Rumors say that John Carpenter no longer makes movies not because he is not in shape to make them (because he goes out, he goes on tour with his band), but because he prefers to collect checks for the reboots of his classics and play video games (with which has always had a close relationship: he has written more than one script in estimable titles from a couple of generations ago). Perfectly legitimate, but this relationship goes back a long way (and no, we’re not talking about the infamous ‘Halloween’ game for Atari 2600)
Six years before the arrival of the legendary Mortal Kombat in the arcades, a Raiden transcript was already making its appearance, as one of the unforgettable Coup Storms in Little China. Specifically, Lightning, who manipulated and launched lightning bolts with his hands. The primary idea was the discovery of Raijin, the Chinese god of thunder in a museum, as the game’s co-creator John Tobias explained on Twitter. But his primary appearance, of a stocky demon with a huge drum, obviously didn’t fit the fighting game.

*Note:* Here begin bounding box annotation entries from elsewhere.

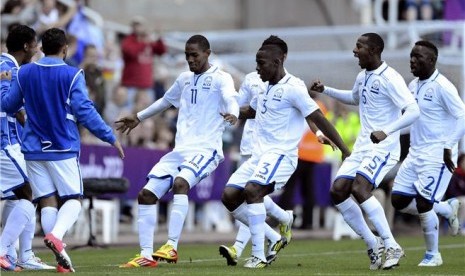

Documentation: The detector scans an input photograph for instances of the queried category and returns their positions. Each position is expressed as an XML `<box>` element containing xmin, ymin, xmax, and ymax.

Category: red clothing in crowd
<box><xmin>121</xmin><ymin>34</ymin><xmax>166</xmax><ymax>89</ymax></box>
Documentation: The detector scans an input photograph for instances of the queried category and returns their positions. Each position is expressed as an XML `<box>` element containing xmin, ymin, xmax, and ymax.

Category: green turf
<box><xmin>16</xmin><ymin>236</ymin><xmax>465</xmax><ymax>276</ymax></box>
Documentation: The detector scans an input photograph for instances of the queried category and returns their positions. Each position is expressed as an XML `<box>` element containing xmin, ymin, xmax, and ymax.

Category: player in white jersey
<box><xmin>312</xmin><ymin>33</ymin><xmax>419</xmax><ymax>270</ymax></box>
<box><xmin>116</xmin><ymin>35</ymin><xmax>239</xmax><ymax>267</ymax></box>
<box><xmin>392</xmin><ymin>41</ymin><xmax>465</xmax><ymax>266</ymax></box>
<box><xmin>222</xmin><ymin>36</ymin><xmax>350</xmax><ymax>268</ymax></box>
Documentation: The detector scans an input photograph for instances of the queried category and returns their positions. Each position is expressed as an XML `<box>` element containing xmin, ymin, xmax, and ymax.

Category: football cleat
<box><xmin>279</xmin><ymin>210</ymin><xmax>294</xmax><ymax>243</ymax></box>
<box><xmin>244</xmin><ymin>256</ymin><xmax>268</xmax><ymax>268</ymax></box>
<box><xmin>44</xmin><ymin>233</ymin><xmax>74</xmax><ymax>272</ymax></box>
<box><xmin>0</xmin><ymin>255</ymin><xmax>21</xmax><ymax>272</ymax></box>
<box><xmin>447</xmin><ymin>198</ymin><xmax>460</xmax><ymax>236</ymax></box>
<box><xmin>152</xmin><ymin>244</ymin><xmax>178</xmax><ymax>263</ymax></box>
<box><xmin>383</xmin><ymin>246</ymin><xmax>405</xmax><ymax>269</ymax></box>
<box><xmin>17</xmin><ymin>255</ymin><xmax>55</xmax><ymax>270</ymax></box>
<box><xmin>220</xmin><ymin>245</ymin><xmax>237</xmax><ymax>266</ymax></box>
<box><xmin>266</xmin><ymin>237</ymin><xmax>287</xmax><ymax>263</ymax></box>
<box><xmin>418</xmin><ymin>252</ymin><xmax>442</xmax><ymax>266</ymax></box>
<box><xmin>368</xmin><ymin>237</ymin><xmax>384</xmax><ymax>270</ymax></box>
<box><xmin>119</xmin><ymin>255</ymin><xmax>158</xmax><ymax>268</ymax></box>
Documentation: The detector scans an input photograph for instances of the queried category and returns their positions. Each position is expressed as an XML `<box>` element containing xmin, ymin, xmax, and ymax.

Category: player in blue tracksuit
<box><xmin>0</xmin><ymin>25</ymin><xmax>55</xmax><ymax>270</ymax></box>
<box><xmin>1</xmin><ymin>28</ymin><xmax>124</xmax><ymax>272</ymax></box>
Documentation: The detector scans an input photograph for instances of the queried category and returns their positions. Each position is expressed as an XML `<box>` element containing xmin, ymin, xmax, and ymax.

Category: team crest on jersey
<box><xmin>370</xmin><ymin>80</ymin><xmax>380</xmax><ymax>94</ymax></box>
<box><xmin>272</xmin><ymin>88</ymin><xmax>284</xmax><ymax>102</ymax></box>
<box><xmin>202</xmin><ymin>76</ymin><xmax>213</xmax><ymax>90</ymax></box>
<box><xmin>423</xmin><ymin>88</ymin><xmax>434</xmax><ymax>102</ymax></box>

So Tobias and Ed Boon replaced him with a warrior who shot ratyos. They made several sketches, one of them confessedly inspired by Lightning from Carpenter’s film. The triangular hat the character wore helped give him a distinctive silhouette, according to Tobias. That’s where the similarities end, because while in Carpenter’s film Lightning is a henchman of the villain Lo Pan, in the game he is a god more powerful than the rest. of the fighters (if you’re wondering why he then appeared in the first game as a fighter, well: that wasn’t actually the real Raiden, take retrofit).

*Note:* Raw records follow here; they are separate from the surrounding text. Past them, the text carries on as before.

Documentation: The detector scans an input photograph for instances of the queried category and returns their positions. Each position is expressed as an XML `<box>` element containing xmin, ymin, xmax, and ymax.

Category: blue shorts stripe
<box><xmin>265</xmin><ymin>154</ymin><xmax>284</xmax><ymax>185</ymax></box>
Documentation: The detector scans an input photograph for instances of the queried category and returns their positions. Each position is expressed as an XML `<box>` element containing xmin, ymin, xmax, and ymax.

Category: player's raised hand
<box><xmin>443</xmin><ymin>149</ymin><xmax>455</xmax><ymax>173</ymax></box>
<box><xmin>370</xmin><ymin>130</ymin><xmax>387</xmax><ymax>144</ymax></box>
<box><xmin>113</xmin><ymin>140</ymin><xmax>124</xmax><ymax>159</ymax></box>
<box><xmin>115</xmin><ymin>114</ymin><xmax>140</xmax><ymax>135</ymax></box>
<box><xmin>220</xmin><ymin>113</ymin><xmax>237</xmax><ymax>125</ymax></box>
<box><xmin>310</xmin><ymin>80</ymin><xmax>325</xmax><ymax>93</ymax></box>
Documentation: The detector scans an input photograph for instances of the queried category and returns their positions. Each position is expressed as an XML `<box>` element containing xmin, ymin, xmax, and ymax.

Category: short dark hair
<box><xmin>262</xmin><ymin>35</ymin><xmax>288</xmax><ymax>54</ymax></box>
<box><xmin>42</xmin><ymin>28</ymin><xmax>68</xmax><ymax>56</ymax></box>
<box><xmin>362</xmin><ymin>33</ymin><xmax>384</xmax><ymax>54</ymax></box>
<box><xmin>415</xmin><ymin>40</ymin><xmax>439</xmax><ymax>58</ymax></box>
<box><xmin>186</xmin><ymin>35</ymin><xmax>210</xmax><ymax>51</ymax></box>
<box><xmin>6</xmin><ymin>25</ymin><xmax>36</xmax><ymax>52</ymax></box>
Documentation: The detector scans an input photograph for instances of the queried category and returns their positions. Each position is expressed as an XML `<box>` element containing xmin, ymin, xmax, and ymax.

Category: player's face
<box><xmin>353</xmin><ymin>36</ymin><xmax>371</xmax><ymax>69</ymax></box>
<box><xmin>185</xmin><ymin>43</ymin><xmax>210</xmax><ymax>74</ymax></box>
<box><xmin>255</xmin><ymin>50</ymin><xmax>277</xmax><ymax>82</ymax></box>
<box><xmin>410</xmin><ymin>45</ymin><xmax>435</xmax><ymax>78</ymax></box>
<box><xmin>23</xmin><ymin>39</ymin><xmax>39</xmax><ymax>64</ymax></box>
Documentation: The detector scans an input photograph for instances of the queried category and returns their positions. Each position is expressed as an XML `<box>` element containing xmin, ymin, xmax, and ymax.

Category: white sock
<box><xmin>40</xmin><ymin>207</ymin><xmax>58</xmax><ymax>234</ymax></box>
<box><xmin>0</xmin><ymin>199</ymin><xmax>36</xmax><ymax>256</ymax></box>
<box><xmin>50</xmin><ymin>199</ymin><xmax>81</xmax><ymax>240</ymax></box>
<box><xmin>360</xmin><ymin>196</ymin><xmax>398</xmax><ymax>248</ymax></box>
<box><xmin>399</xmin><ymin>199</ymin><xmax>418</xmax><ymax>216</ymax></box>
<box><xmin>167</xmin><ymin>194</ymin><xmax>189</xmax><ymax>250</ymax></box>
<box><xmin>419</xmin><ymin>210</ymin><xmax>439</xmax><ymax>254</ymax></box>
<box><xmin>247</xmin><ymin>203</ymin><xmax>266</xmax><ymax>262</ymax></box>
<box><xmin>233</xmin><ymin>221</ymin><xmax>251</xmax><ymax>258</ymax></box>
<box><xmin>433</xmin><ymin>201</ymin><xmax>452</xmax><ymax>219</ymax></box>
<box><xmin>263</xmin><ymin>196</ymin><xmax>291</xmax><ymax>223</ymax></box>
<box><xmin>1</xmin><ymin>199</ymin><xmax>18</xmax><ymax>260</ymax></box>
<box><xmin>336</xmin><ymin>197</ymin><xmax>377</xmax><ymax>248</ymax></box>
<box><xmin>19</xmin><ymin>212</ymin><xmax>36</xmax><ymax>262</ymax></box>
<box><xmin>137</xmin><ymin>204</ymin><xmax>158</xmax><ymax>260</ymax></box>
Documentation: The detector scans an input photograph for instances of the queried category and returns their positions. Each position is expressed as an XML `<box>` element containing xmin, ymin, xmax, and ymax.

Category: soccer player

The passage of time has made fans of the game and the movie wonder if other characters from Little China Heist could have inspired Mortal Kombat, and at least one of them makes sense: Lo Pan is a fairly passable copy of the villainous sorcerer. Shang Tsung. And on the good side? Wang is Liu Kang and KJack Burton is, obviously, Johnny Cage. Different profession, but in everything else, nailed.